English is a very creative language. It’s so creative the origins of some of our idioms are lost or at least difficult to trace.
‘Skeleton in the closet’ for one. Skeleton is an old word, 16th century at least, from German. It was coined in the UK in the early 1800’s. Skeleton in the closet is used in America; apparently in England it has undergone a change and is now a ‘skeleton in the cupboard’.
How about ‘air your dirty laundry’? Obviously from a time when people hung their laundry out to dry. But when? So far, haven’t found that date. This idiom is one I think of as from a woman’s experience since women have always been charged with doing the wash.
‘Baptism by fire’, another one of my mother’s favorite expressions. First mentioned in the Bible (Matthew 3:11) the OED lists its English use as beginning in 1822, as referencing a soldiers first experience in battle.
‘Pooh’, a more genteel expression than the one we use to day. This is also from the 16th century, from the Scots, and it has taken on a variety of spellings and connotations.

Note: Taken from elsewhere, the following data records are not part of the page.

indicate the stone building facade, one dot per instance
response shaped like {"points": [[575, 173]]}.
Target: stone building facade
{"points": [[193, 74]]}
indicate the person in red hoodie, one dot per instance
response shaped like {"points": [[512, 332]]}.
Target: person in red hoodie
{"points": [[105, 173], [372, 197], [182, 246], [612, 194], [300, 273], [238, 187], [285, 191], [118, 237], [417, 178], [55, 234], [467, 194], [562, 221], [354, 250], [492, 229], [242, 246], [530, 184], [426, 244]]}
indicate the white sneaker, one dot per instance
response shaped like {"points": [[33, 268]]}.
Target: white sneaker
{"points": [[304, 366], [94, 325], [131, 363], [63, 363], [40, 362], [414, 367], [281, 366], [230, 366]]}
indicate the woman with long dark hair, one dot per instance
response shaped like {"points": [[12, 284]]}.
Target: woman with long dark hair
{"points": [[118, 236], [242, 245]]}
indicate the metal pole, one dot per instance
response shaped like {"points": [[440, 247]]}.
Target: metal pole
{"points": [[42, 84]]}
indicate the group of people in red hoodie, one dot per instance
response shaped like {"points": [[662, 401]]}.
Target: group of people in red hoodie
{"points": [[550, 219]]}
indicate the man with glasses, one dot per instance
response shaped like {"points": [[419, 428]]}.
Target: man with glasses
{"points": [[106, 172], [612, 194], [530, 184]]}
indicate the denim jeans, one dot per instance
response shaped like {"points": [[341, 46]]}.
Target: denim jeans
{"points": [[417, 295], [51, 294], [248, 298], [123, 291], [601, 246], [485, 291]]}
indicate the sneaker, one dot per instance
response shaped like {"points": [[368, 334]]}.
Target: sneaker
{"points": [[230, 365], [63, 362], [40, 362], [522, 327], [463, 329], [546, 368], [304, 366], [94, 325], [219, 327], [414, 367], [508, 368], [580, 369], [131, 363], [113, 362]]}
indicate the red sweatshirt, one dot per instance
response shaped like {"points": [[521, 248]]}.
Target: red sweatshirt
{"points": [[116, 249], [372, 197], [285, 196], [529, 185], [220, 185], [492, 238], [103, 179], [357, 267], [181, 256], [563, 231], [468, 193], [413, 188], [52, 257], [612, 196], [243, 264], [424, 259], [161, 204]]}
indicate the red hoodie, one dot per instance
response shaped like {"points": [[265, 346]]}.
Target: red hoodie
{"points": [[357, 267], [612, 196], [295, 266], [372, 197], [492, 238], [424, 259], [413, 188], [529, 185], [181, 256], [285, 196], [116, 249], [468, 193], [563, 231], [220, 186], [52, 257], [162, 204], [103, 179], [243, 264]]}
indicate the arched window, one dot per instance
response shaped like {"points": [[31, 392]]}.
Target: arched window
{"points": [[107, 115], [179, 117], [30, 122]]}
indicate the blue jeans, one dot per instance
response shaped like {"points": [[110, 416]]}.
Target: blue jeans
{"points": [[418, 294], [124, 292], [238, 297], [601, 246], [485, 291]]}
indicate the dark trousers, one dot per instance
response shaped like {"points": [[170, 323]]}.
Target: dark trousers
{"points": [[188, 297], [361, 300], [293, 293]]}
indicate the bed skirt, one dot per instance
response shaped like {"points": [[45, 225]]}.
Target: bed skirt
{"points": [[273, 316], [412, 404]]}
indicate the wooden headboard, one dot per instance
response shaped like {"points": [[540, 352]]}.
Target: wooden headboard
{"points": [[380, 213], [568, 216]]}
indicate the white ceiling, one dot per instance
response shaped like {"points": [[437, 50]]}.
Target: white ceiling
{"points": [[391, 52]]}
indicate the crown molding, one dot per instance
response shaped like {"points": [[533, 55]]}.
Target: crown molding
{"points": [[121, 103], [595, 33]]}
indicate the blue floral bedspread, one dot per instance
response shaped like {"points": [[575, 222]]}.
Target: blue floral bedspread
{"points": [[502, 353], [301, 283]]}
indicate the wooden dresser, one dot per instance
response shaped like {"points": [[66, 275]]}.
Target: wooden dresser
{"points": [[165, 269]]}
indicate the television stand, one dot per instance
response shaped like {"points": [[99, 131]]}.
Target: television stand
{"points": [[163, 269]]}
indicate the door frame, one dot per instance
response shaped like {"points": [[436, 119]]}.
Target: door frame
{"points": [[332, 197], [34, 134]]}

As one would expect, a lot come from sports or activities related to sports. Having a ‘chip on one’s shoulder’ was actually a popular method of settling quarrels in the nineteenth century. A boy would place a chip on his shoulder and dare his opponent to knock it off. Carrying a ‘chip on one’s shoulder’ comes from the same thing. Really? This is how they settled quarrels?
‘Loaded for bear’, one I use all the time. From the 1880’s and was used to describe a player in a baseball game. I would have expected it to be from hunting.
Most of the idioms seem to arise from male activities and male interests, but not all. Before it took on a perjorative connotation, spinster was a description of almost every woman; everybody but the richest woman spent significant time spinning for her family. I commented in an earlier post about the loss of knowledge about weaving words. Coincidence? Well, a year or two ago Archaeology Magazine commented that some digs were now concentrating upon the world of women and slaves. I’ll just bet their view of the world was different from the men!